Selon Njingum Musa Mbutoh, chef de la mission d'observation de l'Union africaine (UA), constituée d'une trentaine de personnes, "le scrutin s'est déroulé dans la paix, le calme. Ca s'est passé sans incident, sans agitation. Mais, le vote a commencé un peu tard".

"Si le taux de participation est faible, la responsabilité vient de toutes les parties prenantes au processus", a-t-il déclaré à l'AFP.

Les opérations d'installation des bureaux ont souvent pris beaucoup de temps, comme au lycée Thomas Sankara, dans le nord de la capitale, où aucun électeur n'avait pu encore voter à 09H00, a constaté l'AFP.

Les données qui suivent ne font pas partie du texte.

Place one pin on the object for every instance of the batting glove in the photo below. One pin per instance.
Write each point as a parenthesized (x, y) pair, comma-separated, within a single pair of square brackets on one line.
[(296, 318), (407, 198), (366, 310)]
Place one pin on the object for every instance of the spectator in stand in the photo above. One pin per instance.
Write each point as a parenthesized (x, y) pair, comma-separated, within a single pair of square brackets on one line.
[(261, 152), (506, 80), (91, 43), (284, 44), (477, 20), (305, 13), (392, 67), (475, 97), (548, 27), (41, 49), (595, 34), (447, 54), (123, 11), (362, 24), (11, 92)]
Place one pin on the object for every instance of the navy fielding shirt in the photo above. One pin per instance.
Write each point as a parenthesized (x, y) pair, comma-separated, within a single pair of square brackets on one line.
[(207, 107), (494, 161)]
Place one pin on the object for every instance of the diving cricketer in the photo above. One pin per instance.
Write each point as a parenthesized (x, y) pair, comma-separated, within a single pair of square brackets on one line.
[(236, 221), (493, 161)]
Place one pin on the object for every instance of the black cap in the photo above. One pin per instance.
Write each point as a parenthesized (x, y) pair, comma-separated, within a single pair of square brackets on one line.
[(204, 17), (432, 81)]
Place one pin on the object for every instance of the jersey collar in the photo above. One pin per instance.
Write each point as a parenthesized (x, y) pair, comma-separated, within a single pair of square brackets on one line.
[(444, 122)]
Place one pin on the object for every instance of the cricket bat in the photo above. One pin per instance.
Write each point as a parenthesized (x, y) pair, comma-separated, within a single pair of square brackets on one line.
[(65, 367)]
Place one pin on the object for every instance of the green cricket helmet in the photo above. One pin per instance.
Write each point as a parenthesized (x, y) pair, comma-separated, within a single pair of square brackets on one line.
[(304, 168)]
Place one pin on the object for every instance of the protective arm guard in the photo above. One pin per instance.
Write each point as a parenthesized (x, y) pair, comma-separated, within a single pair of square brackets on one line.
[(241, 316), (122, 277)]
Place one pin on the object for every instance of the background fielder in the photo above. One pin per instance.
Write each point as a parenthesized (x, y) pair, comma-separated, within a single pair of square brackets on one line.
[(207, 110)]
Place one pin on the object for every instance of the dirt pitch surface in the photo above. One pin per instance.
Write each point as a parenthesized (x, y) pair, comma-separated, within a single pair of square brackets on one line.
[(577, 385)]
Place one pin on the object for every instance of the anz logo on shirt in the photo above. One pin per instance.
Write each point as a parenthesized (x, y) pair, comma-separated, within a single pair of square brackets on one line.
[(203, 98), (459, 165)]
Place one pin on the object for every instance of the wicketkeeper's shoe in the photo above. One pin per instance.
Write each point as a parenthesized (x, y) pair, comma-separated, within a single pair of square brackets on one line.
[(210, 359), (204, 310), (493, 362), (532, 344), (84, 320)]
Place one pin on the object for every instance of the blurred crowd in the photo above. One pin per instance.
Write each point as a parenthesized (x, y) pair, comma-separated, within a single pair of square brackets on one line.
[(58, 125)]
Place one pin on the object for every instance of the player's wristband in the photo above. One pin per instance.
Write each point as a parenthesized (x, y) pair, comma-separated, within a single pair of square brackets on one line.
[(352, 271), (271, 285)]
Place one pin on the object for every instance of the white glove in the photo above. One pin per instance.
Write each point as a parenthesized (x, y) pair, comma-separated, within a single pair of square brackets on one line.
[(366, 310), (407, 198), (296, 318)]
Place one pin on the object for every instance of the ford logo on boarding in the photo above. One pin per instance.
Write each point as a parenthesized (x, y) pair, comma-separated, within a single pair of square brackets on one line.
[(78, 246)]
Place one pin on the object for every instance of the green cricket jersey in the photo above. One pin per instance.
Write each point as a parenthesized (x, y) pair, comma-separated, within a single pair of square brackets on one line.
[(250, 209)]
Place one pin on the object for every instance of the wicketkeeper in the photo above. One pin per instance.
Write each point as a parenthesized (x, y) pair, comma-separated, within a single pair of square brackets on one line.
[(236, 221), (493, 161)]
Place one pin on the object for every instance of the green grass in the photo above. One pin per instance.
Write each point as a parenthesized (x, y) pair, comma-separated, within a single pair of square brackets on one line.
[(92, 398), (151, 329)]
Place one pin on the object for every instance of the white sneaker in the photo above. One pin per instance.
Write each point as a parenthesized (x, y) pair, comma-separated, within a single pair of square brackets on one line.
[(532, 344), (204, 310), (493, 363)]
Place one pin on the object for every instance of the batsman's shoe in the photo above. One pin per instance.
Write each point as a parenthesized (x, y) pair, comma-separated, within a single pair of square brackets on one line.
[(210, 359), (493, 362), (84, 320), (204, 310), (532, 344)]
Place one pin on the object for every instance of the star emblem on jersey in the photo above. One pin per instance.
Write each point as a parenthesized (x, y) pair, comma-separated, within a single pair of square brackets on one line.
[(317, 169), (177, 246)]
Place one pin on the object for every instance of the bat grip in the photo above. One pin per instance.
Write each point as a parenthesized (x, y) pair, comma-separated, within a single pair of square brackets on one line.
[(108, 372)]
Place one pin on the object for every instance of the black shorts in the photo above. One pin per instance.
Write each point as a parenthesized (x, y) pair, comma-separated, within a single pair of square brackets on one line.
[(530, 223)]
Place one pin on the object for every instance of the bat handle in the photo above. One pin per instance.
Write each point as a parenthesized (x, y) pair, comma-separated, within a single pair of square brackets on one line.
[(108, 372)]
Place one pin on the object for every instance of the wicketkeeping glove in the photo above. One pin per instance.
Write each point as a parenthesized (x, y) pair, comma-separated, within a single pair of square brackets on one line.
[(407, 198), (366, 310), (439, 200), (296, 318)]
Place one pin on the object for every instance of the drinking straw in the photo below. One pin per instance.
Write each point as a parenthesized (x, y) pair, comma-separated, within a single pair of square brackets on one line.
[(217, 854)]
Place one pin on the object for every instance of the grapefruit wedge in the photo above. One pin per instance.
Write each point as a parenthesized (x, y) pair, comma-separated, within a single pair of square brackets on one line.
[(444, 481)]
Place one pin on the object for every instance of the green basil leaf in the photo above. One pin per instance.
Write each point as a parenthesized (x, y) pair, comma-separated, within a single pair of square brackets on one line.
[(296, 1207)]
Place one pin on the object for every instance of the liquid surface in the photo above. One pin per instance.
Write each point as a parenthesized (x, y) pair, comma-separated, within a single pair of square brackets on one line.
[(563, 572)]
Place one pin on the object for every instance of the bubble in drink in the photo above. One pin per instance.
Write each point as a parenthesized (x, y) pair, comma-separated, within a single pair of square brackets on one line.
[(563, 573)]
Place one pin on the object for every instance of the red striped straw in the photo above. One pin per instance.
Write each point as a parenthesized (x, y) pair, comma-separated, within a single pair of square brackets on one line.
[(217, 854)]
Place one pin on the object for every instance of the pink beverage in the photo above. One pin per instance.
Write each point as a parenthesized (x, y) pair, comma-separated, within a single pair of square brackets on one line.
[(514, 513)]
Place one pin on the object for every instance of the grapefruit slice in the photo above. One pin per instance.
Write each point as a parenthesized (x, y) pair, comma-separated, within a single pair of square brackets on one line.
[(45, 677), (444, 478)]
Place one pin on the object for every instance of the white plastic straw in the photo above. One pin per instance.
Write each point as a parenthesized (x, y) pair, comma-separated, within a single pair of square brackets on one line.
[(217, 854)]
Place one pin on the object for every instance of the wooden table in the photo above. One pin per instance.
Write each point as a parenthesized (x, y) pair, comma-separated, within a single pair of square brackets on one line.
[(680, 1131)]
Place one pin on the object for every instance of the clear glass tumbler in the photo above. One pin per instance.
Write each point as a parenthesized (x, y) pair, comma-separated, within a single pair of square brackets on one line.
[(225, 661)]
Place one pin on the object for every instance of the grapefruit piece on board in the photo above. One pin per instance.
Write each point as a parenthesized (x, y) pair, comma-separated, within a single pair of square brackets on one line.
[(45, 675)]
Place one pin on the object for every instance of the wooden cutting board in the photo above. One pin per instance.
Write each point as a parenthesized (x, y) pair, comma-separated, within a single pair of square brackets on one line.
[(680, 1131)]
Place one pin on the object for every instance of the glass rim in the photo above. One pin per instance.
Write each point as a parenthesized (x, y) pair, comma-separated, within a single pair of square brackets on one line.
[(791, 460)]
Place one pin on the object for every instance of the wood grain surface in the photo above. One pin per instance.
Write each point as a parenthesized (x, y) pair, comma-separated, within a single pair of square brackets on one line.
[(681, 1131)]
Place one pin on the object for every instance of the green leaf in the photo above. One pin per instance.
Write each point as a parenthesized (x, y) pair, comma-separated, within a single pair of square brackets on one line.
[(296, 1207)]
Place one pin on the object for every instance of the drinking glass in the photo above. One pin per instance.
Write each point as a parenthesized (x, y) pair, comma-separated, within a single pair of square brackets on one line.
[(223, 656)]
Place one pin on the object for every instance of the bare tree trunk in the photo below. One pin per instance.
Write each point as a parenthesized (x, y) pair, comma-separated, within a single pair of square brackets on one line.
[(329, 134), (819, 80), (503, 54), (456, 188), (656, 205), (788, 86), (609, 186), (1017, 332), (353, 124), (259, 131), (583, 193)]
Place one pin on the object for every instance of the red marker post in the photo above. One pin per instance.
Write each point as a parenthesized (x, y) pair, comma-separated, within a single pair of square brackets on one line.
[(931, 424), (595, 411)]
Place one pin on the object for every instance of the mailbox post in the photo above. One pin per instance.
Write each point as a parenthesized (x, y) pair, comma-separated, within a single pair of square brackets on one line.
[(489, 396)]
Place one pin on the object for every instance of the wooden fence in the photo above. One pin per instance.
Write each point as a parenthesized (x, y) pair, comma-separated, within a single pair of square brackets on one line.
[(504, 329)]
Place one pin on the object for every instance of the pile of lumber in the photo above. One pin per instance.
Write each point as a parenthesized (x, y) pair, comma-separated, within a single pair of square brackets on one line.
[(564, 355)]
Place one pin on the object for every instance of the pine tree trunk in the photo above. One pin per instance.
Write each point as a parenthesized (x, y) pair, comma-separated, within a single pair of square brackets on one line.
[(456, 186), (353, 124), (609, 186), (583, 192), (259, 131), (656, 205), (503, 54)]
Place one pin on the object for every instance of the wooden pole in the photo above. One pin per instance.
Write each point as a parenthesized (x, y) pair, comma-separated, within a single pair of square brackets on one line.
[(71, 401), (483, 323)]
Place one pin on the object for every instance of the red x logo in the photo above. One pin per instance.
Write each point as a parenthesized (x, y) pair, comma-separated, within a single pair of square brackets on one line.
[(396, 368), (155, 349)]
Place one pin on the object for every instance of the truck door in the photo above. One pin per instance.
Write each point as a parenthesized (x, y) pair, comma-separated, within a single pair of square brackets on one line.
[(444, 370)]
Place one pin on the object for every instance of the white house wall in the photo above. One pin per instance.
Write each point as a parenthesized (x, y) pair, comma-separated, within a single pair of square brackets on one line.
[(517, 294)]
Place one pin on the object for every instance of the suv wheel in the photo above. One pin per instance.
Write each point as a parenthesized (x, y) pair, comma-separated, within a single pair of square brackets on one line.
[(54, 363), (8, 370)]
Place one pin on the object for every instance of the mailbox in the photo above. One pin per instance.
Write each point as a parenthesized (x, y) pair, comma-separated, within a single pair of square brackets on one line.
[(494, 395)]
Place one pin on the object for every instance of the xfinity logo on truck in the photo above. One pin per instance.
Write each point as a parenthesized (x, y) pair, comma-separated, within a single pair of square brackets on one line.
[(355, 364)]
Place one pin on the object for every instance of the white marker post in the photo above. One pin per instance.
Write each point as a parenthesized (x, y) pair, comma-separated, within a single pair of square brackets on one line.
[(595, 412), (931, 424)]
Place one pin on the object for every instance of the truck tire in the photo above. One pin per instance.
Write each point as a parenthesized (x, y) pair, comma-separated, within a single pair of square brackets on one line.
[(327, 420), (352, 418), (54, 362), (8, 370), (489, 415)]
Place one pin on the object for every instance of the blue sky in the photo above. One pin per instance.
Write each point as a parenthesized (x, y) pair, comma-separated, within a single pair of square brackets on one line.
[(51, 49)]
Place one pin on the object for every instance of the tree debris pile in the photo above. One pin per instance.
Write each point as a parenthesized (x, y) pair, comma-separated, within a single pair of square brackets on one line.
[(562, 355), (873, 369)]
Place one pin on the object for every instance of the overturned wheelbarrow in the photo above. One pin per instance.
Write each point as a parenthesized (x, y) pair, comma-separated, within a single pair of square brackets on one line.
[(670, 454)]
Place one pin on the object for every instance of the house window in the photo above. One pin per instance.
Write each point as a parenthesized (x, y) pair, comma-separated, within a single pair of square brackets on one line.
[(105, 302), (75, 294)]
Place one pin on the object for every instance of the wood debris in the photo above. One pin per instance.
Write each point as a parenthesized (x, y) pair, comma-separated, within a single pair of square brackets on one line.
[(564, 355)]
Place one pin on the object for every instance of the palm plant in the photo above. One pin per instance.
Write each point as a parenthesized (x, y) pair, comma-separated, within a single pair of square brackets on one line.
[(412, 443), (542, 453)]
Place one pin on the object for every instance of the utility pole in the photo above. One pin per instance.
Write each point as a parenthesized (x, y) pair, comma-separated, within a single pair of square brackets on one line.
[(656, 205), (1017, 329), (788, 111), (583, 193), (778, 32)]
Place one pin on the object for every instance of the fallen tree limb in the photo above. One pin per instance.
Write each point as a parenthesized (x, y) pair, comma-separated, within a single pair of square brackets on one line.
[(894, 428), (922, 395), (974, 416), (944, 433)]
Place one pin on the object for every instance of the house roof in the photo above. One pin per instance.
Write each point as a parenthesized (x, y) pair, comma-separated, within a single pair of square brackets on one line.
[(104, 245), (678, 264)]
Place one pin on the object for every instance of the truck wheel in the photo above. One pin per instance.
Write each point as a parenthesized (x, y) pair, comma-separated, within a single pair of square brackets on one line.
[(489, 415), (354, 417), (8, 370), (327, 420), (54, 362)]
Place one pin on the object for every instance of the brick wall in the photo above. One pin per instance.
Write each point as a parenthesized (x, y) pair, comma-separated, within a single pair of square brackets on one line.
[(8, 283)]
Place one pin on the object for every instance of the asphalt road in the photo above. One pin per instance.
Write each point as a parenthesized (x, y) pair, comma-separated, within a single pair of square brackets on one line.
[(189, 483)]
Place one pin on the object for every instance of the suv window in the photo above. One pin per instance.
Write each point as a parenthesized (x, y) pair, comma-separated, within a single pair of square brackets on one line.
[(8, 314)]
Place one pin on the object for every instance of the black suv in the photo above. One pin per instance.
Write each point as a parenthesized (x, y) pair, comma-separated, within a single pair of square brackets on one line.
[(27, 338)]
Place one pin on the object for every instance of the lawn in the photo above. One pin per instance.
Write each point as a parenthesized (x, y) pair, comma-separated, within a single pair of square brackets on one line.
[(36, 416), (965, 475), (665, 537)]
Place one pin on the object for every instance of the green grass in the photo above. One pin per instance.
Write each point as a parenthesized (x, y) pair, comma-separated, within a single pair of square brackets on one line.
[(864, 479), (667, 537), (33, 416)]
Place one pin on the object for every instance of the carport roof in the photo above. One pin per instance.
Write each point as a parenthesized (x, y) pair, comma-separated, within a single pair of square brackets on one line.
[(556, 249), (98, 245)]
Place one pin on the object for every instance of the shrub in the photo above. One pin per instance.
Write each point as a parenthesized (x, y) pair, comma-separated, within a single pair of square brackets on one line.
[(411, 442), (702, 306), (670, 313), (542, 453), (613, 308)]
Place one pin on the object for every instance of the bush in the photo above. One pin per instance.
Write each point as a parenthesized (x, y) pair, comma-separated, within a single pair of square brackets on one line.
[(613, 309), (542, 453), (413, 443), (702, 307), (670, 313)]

Le puissant Parti congolais du travail (PCT) du chef de l'Etat Denis Sassou-Nguesso, et ses alliés espèrent conserver la majorité absolue à l'Assemblée, où l'opposition ne compte qu'une douzaine d'élus sortants.

Le scrutin n'a pas eu lieu dans trois circonscriptions de la capitale touchées par l'explosion d'un dépôt de munitions le 4 mars qui a fait près de 300 morts, et il a été reporté sine die à Vindza (sud), où des jeunes gens ont empêché vendredi le candidat du PCT, le ministre de la Justice Emmanuel Yoka, de faire un meeting.

Les dernières législatives de 2007 ont été marquées par des fraudes et des dysfonctionnements dénoncés par les observateurs de l'UA.